Cabe, pois, aqui, aprendermos o que nos ensina o Catecismo da Igreja Católica a respeito de magia e porque ela é contrária ao mandamento que nos diz: “Não terás outros deuses diante de mim”.
“Todas as práticas de magia ou de feitiçaria com as quais a pessoa pretende domesticar os poderes ocultos, para colocá-los a seu serviço e obter um poder sobrenatural sobre o próximo — mesmo que seja para proporcionar a este a saúde —, são gravemente contrárias à virtude da religião.

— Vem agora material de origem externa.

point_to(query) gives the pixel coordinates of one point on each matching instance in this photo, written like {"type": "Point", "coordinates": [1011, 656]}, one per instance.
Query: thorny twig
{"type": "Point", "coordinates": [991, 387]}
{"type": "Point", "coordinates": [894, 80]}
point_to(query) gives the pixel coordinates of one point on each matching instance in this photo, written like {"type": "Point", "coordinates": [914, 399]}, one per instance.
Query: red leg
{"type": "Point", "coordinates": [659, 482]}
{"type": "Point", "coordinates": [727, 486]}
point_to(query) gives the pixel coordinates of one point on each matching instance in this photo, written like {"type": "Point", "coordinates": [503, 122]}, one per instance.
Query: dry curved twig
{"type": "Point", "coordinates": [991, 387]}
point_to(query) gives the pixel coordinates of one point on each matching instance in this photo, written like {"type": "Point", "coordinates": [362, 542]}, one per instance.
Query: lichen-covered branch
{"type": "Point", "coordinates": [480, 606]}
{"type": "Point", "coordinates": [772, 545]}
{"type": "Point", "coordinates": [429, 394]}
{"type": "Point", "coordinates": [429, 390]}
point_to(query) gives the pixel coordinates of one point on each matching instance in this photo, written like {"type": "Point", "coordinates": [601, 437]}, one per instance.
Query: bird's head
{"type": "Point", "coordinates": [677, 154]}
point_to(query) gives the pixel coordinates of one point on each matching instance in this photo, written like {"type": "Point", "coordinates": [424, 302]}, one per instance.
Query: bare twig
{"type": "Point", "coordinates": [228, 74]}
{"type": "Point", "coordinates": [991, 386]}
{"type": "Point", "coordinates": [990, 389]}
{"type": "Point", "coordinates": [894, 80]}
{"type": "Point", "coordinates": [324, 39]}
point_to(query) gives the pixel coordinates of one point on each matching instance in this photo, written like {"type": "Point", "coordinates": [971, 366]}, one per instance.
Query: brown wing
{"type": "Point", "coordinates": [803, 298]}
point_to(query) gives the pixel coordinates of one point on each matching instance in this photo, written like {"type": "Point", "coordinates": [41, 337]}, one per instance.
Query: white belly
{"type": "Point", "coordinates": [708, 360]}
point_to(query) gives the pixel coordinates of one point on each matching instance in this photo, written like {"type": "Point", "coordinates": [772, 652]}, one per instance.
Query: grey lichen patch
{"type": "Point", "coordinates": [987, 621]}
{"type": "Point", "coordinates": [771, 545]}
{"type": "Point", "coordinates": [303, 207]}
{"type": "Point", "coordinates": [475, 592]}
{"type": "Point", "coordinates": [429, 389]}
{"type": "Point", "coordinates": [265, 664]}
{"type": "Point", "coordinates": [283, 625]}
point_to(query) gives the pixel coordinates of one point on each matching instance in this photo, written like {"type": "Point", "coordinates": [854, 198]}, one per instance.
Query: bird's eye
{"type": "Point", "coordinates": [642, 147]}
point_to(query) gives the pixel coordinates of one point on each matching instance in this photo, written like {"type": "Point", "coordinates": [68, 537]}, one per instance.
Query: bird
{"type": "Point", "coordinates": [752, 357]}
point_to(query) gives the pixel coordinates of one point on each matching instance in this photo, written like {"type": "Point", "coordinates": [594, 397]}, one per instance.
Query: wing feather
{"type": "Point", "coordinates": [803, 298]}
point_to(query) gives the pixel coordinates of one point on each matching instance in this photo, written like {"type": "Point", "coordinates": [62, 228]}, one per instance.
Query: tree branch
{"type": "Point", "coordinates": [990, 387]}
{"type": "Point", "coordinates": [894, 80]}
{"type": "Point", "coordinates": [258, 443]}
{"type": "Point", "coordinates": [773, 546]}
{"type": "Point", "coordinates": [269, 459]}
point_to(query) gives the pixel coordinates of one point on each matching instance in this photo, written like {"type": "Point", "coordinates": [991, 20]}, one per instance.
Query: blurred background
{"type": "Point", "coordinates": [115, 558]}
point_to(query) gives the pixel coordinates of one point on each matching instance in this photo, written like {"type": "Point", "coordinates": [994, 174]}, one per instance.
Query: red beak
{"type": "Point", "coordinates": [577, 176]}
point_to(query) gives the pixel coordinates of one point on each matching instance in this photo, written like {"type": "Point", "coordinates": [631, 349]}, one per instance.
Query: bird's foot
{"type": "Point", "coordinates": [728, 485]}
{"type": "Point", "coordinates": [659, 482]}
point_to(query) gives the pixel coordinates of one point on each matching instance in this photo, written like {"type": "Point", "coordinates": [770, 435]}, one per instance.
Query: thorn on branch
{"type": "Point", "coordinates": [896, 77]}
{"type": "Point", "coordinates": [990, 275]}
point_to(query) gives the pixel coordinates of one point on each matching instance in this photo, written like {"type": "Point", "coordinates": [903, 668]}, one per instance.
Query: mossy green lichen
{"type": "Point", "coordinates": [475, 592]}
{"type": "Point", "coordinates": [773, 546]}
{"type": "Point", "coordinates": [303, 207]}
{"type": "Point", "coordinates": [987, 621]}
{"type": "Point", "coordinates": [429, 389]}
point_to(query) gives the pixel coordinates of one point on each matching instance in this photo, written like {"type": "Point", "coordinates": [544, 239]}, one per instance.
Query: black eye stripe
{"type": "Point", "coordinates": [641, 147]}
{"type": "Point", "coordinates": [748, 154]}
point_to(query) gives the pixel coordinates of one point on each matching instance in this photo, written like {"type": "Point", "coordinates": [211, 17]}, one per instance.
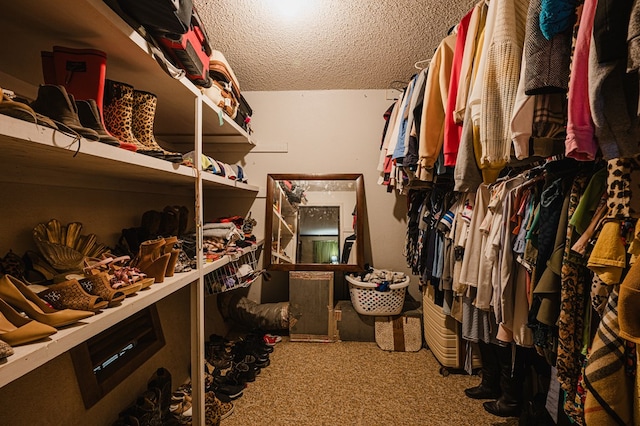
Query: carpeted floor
{"type": "Point", "coordinates": [356, 383]}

Essas práticas são ainda mais condenáveis quando acompanhadas de uma intenção de prejudicar a outrem, ou quando recorrem ou não à intervenção dos demônios” (CIC 2117).

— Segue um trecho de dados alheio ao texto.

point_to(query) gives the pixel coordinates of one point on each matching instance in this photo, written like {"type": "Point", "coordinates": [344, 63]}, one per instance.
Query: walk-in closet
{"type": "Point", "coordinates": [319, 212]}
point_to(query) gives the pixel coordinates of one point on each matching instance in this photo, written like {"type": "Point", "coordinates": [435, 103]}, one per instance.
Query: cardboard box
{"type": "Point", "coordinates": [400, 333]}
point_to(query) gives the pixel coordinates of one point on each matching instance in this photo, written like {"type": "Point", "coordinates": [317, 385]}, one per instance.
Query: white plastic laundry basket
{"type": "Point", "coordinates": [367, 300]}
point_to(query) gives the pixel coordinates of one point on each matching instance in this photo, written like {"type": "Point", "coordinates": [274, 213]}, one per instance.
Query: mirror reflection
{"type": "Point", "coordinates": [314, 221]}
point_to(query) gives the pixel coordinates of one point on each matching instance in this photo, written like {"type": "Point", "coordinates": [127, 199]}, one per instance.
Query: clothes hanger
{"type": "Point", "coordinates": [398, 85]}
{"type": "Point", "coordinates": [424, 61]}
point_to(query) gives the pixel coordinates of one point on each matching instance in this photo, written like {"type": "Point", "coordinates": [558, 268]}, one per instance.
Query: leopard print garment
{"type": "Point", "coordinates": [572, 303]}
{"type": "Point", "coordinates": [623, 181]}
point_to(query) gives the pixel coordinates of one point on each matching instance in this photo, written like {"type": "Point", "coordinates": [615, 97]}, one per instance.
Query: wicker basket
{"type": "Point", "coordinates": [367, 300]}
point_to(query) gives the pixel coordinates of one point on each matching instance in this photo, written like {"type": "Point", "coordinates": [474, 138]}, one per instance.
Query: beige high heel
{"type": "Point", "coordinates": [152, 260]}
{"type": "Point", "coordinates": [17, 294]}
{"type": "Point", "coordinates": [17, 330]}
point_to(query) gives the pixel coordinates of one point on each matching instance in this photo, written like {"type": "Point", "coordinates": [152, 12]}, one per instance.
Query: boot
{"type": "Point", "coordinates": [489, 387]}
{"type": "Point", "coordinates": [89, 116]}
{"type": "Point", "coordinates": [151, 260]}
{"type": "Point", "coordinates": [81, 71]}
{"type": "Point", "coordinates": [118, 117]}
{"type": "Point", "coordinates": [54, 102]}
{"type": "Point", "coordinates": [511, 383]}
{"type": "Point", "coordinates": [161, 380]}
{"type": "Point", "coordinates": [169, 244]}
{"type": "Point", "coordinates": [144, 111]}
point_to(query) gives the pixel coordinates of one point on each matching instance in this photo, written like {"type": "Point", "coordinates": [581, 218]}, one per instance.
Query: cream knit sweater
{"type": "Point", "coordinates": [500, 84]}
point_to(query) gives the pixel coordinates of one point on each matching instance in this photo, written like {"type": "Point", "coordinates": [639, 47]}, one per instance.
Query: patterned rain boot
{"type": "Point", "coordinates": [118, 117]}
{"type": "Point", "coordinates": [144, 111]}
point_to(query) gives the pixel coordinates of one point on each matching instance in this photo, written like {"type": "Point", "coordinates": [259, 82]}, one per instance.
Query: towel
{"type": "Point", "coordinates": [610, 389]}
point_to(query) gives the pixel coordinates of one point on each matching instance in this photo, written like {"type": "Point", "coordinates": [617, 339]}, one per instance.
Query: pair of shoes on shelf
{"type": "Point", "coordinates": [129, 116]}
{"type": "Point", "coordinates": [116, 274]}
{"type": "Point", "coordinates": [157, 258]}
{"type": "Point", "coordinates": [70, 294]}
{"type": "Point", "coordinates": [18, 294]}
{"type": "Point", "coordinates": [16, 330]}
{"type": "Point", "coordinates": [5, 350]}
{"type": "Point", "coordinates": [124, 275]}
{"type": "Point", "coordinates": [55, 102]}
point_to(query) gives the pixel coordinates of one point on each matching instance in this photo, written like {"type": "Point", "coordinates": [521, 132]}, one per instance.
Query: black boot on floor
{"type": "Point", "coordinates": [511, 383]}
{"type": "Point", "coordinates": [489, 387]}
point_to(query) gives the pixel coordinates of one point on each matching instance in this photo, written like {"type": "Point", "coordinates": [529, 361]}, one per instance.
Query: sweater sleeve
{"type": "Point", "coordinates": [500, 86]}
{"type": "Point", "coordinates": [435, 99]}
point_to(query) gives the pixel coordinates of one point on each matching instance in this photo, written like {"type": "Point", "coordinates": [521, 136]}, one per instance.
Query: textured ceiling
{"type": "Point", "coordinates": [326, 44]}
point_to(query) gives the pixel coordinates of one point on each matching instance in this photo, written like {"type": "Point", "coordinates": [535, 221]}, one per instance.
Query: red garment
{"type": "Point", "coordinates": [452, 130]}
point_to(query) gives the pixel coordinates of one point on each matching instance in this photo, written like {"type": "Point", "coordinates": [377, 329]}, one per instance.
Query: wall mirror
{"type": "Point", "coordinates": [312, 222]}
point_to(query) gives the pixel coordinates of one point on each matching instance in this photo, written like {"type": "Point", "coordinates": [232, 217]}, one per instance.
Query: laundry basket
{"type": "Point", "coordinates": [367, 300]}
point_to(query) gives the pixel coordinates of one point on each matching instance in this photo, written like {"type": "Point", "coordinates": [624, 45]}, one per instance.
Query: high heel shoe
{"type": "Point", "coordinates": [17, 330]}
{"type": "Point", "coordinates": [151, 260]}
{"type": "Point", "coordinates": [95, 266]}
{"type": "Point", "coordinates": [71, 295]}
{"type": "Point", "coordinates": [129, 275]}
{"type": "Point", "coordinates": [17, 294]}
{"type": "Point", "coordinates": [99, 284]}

Observe-se que o texto condena: “domesticar poderes ocultos” e não adquirir novos conhecimentos; “colocá-los a seu serviço e obter poder sobre o próximo”; “intenção de prejudicar a outrem”. Portanto, tudo o que é anti-evangélico e, assim sendo, contrário às coisas divinas.
Acima foram dados apenas alguns exemplos do que pode ser. Erroneamente, classificado como “magia”. Como distinguir se determinada prática é ou não contrária à Lei de Deus? Com certeza, um dos critérios é-nos dado pela Carta Encíclica de João Paulo II: “investigar a verdade com a razão”, ou seja, procurar a base científica para sua compreensão. Uma frase de Santo Agostinho também pode ser uma luz em nosso discernimento: analisar a intenção, lembrando que, para aquele que ama, tudo é permitido - “Ama e fazes tudo o que queres” -, pois “dessa raiz, não pode sair nada que não seja bom”.
Não seria nunca a nossa intenção levar as pessoas a um laxismo em relação à nossa fé, mas apenas ajudar no discernimento em relação a um tema que é tão atual e que, mal interpretado, fecha as portas de benefícios e graças que Deus nos dá através de sua pródiga e admirável criação.